Choreography by Lawrence Pech is noteworthy. The way in which the soldiers populate the scene contributes to the establishment of a parodic – and thus more disturbing – militarized atmosphere.
The opening scene featured a dark space with Lucrezia alone under a spotlight. As the scene slowly brightened up to only a semi-obscurity, the audience could see people fighting in slow motion behind her. As she tiredly intimated them to stop, they followed her order. This directorial gesture emphasised her solitude and her ambiguous figure that the opera's narrative does not resolve.

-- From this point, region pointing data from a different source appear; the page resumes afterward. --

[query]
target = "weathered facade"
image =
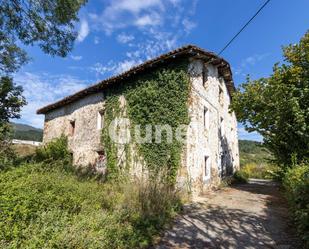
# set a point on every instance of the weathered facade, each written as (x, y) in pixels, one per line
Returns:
(211, 148)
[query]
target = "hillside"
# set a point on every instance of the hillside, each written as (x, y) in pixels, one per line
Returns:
(27, 132)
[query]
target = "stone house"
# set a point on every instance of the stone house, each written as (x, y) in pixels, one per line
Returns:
(211, 148)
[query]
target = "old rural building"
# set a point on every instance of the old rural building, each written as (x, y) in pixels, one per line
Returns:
(211, 148)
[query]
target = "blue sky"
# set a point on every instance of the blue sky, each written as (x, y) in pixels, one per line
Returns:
(115, 35)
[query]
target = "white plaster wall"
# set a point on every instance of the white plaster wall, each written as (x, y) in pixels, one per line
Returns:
(203, 142)
(86, 140)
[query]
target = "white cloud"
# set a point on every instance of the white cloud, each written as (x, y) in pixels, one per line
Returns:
(83, 30)
(133, 6)
(112, 68)
(76, 57)
(43, 89)
(124, 38)
(125, 13)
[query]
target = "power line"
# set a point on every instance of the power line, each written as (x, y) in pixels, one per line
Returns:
(238, 33)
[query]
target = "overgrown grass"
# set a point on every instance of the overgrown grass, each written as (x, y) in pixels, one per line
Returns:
(44, 207)
(45, 204)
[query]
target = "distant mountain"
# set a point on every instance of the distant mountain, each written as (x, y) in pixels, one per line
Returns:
(27, 132)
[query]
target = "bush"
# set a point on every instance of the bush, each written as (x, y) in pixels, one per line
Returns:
(55, 150)
(240, 177)
(296, 183)
(261, 171)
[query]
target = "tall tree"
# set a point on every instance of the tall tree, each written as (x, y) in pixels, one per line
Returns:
(277, 107)
(46, 23)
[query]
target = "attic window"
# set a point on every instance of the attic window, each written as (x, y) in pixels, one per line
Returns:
(72, 127)
(205, 76)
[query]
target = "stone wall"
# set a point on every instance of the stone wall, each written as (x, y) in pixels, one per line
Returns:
(85, 140)
(212, 145)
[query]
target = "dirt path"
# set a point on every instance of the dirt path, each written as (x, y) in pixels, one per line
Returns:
(252, 215)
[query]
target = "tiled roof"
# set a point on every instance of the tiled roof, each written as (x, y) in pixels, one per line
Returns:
(182, 52)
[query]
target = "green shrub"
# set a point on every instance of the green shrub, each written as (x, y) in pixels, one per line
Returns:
(296, 183)
(261, 171)
(240, 177)
(48, 207)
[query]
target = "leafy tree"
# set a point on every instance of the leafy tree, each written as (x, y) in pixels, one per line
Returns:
(277, 107)
(46, 23)
(11, 102)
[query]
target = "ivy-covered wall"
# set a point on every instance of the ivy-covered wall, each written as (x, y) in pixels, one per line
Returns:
(159, 97)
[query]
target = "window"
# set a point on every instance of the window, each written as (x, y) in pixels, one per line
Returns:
(220, 96)
(206, 118)
(72, 127)
(100, 120)
(205, 76)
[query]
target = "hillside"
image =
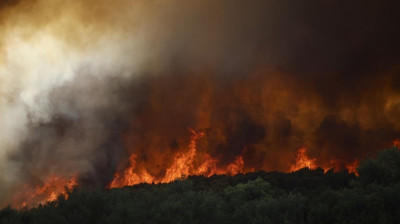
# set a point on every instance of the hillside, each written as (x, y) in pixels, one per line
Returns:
(304, 196)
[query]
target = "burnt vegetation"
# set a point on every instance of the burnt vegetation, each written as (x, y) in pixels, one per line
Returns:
(304, 196)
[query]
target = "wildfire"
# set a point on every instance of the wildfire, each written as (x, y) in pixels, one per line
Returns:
(47, 192)
(396, 143)
(302, 160)
(183, 165)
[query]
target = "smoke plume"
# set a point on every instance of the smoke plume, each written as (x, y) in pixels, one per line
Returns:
(84, 85)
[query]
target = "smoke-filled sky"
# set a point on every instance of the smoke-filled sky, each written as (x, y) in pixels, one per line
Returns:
(86, 84)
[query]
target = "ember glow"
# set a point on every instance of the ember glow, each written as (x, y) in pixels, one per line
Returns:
(302, 161)
(102, 95)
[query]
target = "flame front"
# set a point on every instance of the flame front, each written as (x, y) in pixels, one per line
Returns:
(183, 165)
(302, 160)
(46, 192)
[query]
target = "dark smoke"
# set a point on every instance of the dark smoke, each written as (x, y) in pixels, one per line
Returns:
(264, 78)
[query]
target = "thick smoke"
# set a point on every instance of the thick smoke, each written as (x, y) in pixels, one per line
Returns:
(84, 84)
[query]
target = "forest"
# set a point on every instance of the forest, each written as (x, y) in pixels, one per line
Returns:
(304, 196)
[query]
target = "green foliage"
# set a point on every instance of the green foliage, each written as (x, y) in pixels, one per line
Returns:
(305, 196)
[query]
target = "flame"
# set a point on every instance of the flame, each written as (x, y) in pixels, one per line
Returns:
(47, 192)
(302, 160)
(396, 143)
(183, 165)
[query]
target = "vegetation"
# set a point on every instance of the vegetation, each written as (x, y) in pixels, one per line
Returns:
(305, 196)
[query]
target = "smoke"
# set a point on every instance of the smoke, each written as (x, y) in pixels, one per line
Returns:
(84, 84)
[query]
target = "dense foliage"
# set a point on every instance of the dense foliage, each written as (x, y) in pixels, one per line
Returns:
(305, 196)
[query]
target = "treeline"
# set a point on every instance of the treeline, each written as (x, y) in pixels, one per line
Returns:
(305, 196)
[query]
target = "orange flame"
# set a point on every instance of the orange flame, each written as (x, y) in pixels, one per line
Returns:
(48, 192)
(396, 143)
(183, 165)
(302, 160)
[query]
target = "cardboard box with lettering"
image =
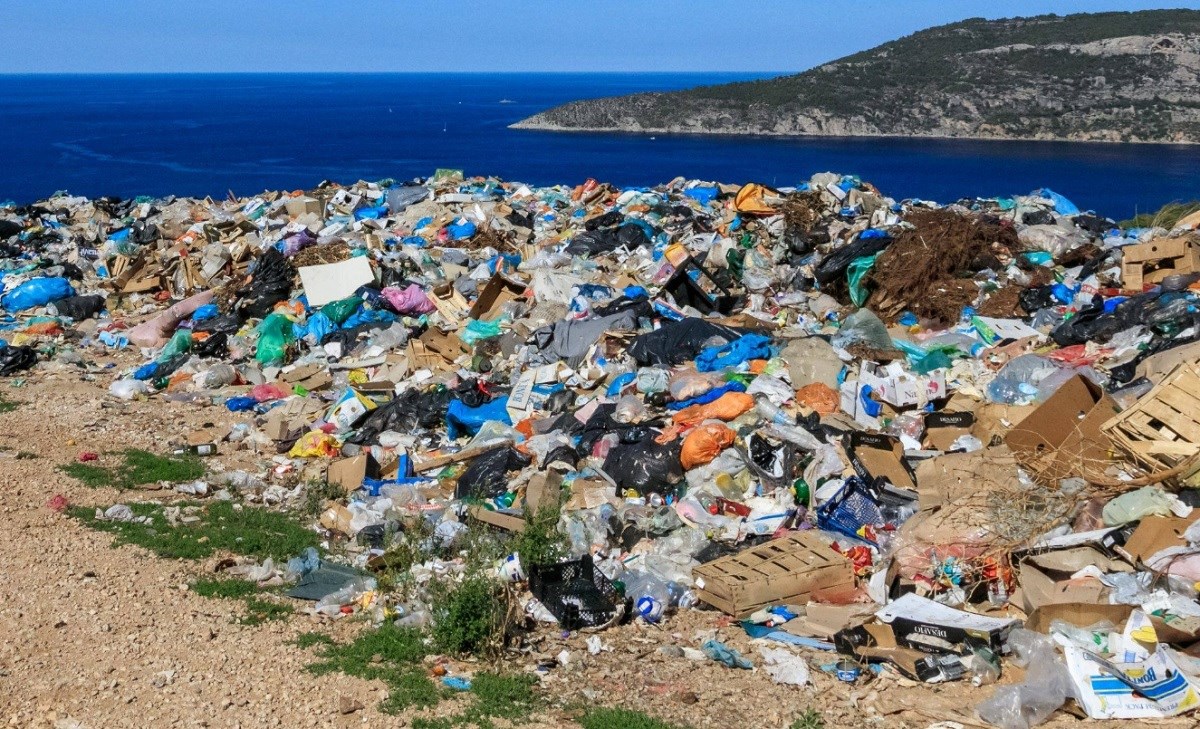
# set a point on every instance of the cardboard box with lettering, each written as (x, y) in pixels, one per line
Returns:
(931, 627)
(1062, 438)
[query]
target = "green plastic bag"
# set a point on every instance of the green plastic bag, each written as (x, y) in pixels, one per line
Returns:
(855, 275)
(275, 335)
(341, 309)
(179, 343)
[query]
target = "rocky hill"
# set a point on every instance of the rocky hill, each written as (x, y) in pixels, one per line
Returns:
(1102, 77)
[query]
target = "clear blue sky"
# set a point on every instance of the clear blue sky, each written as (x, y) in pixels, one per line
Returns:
(475, 35)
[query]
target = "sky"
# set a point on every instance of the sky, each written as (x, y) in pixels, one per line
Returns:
(131, 36)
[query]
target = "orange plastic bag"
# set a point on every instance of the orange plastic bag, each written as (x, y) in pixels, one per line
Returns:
(315, 445)
(819, 397)
(703, 444)
(726, 408)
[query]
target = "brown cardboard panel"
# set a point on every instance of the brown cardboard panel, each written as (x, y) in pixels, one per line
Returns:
(1062, 438)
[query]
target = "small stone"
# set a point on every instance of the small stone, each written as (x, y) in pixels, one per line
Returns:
(348, 704)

Fleming's Lucrezia monopolizes the first act, for good or bad. In her interview with Roger Pines (from the programme notes), Fleming credits bel canto – together with Mozart – as one of her "voice teachers," and she talks about the learning and creative process that underscores the building of her bel canto roles. Her more famous outings in this territory have included Armida, La sonnambula, and Il pirata. Fleming, then, is well aware of the difficulties that she faces when she approaches this repertoire.

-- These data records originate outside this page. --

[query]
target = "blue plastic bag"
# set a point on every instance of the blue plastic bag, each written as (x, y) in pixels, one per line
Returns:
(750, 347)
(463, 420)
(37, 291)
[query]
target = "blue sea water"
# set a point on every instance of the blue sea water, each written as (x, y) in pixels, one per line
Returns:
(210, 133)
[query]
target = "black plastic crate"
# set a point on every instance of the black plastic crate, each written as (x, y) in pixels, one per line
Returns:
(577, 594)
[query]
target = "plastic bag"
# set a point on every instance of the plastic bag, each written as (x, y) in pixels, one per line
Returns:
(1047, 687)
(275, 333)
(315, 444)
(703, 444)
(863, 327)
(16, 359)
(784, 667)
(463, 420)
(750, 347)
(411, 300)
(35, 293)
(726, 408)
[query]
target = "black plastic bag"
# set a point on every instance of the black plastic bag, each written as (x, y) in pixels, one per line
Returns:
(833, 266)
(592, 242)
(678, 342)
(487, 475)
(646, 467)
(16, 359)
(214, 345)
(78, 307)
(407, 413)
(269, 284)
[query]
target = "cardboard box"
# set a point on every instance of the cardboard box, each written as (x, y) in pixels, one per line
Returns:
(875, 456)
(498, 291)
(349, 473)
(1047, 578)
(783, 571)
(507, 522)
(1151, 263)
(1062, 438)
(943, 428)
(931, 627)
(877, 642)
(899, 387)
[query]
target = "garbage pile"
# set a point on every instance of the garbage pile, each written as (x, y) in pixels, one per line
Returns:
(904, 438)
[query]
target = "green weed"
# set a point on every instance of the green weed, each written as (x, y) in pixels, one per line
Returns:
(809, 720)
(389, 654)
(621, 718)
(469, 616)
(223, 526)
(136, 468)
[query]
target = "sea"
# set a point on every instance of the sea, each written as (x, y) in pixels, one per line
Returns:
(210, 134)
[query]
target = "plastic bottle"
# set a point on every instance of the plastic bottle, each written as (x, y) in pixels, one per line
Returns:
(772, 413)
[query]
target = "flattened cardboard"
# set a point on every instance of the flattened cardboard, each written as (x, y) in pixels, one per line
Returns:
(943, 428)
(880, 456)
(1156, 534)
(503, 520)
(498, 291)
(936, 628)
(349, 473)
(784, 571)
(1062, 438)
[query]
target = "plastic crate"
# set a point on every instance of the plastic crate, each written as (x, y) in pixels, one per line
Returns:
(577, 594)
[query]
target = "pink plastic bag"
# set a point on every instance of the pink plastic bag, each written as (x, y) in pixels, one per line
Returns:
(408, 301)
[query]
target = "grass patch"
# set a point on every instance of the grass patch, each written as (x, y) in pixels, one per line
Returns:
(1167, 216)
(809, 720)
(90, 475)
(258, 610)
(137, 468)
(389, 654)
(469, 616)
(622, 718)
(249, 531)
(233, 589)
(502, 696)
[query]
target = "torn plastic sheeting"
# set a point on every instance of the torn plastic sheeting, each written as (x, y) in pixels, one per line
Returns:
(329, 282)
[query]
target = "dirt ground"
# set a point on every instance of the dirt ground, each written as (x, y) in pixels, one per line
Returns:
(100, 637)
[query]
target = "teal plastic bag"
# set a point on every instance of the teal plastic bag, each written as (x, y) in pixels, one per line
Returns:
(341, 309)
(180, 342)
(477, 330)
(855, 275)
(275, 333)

While I do agree with those who reckon that these operas seem not to be suited for her voice, I think that with Fleming's Lucrezia one can still see the huge artistry of which she is capable. In fact, listening to her Lucrezia is a frustrating experience because one recognizes the amount of talent on stage – in her stage persona, in the expressive nuances – but this talent cannot express itself fully because of the limitations of her technique, especially in the coloratura passages. Nonetheless, what I appreciated was her ability to portray a distressed and divided character through an intelligent use of dynamics – her long pianissimos were breathtaking.
Michael Fabiano was a solid, bright and impetuous Gennaro. He didn't fully convince me at first, as his voice seemed to lack resonance. Yet, as he warmed up, he proved to be a great interpreter of this repertoire, both in his singing and in his acting.

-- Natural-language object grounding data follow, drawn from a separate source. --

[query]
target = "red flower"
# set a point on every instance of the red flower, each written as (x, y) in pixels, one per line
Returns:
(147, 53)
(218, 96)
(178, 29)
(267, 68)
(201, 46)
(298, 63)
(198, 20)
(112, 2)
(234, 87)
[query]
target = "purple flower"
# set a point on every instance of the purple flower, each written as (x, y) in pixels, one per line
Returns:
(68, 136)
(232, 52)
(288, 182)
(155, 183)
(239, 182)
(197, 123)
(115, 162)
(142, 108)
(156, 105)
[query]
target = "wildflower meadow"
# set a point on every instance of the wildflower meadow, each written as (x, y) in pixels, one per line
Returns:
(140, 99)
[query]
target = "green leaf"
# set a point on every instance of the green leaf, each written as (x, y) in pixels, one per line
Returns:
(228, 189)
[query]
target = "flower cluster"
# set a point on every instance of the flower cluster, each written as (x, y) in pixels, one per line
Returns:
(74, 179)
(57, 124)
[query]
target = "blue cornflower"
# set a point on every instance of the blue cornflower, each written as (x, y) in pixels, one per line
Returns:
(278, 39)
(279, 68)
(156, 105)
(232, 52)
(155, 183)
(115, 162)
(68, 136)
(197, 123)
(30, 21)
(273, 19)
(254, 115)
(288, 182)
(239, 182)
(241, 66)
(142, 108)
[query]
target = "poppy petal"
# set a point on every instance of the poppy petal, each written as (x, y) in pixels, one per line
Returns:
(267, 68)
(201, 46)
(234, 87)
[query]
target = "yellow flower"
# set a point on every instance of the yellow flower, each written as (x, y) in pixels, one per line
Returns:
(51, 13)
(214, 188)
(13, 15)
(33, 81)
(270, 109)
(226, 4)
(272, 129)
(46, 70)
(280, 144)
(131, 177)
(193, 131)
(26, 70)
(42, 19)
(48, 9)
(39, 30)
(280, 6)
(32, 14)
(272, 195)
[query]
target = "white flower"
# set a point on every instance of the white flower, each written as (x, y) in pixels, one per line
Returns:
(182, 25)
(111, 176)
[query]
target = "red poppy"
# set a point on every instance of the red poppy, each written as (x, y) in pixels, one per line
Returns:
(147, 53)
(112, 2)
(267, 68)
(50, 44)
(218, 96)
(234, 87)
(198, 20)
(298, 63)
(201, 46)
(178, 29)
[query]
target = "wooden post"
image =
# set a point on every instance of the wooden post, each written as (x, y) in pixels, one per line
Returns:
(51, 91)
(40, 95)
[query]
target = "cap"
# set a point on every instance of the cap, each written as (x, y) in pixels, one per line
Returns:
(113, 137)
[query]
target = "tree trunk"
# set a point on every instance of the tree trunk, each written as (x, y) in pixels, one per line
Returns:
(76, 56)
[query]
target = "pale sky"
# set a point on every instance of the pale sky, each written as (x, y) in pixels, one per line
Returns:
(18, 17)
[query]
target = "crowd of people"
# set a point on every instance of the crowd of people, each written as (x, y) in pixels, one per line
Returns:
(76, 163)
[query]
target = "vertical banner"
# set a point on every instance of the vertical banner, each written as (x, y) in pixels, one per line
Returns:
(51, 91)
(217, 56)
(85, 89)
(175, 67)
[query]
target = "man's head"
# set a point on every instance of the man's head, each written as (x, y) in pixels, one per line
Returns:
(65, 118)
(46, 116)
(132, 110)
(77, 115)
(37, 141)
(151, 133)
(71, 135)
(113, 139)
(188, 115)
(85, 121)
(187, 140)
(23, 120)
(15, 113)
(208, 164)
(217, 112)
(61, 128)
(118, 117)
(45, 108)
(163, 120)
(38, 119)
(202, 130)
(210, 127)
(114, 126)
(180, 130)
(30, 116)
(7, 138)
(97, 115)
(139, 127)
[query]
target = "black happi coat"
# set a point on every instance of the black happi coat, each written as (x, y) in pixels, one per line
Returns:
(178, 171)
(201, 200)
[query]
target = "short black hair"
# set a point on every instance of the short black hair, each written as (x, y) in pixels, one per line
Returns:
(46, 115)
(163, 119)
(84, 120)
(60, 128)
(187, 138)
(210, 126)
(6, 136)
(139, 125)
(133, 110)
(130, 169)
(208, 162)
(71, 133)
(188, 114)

The most gratifying performance was that of Vitalij Kowaljow as Duke Alfonso. Having heard him as a powerful and gloomy Wotan from La Scala's Walküre, I didn't imagine him to be so at ease in a bel canto role. As soon as he started singing, it was clear that he was going to be the highlight of the evening.
Because of the vocal characteristics of the three protagonists, Act II, revolving almost solely on them, was for me the climax of this Lucrezia. Fleming, Fabiano and Kowaljow created a superb harmony through their different approaches. They brought to the fore the full potential of Donizetti's score, at a point of the narrative in which each one is fatally arguing for and believing in opposite outcomes.
Elizabeth DeShong as Orsini was marvellous. Her mezzo-soprano timbre is dark and dense, and gave puissance and solidity to a role that lacks a well-rounded characterization in the opera. Even at the moments when she was joining with the chorus, her timbre was audible and at the same time it melted harmoniously. Her duet with best-friend Gennaro was truly moving.
The orchestra, conducted by Riccardo Frizza, sounded always incisive and precise. I missed the first night performance and, from reading the reviews, I understood that there had been problems in the coordination between stage and pit. By the third night performance, these luckily seemed to have been resolved. Instead, what I noticed was a singular approach to the score. In this regard, Frizza's interpretation interestingly echoed Fleming's unorthodox style. Sudden changes of tempo struck me as unexpected. Other choices emphasized the drama in the narrative. For instance, the orchestra stood silent for what it felt like a long pause before the final cry "Era desso," enhancing a sense of tragedy and despair, hinting at Lucrezia's resolution to end her life - by stabbing herself in the chest, in this particular production.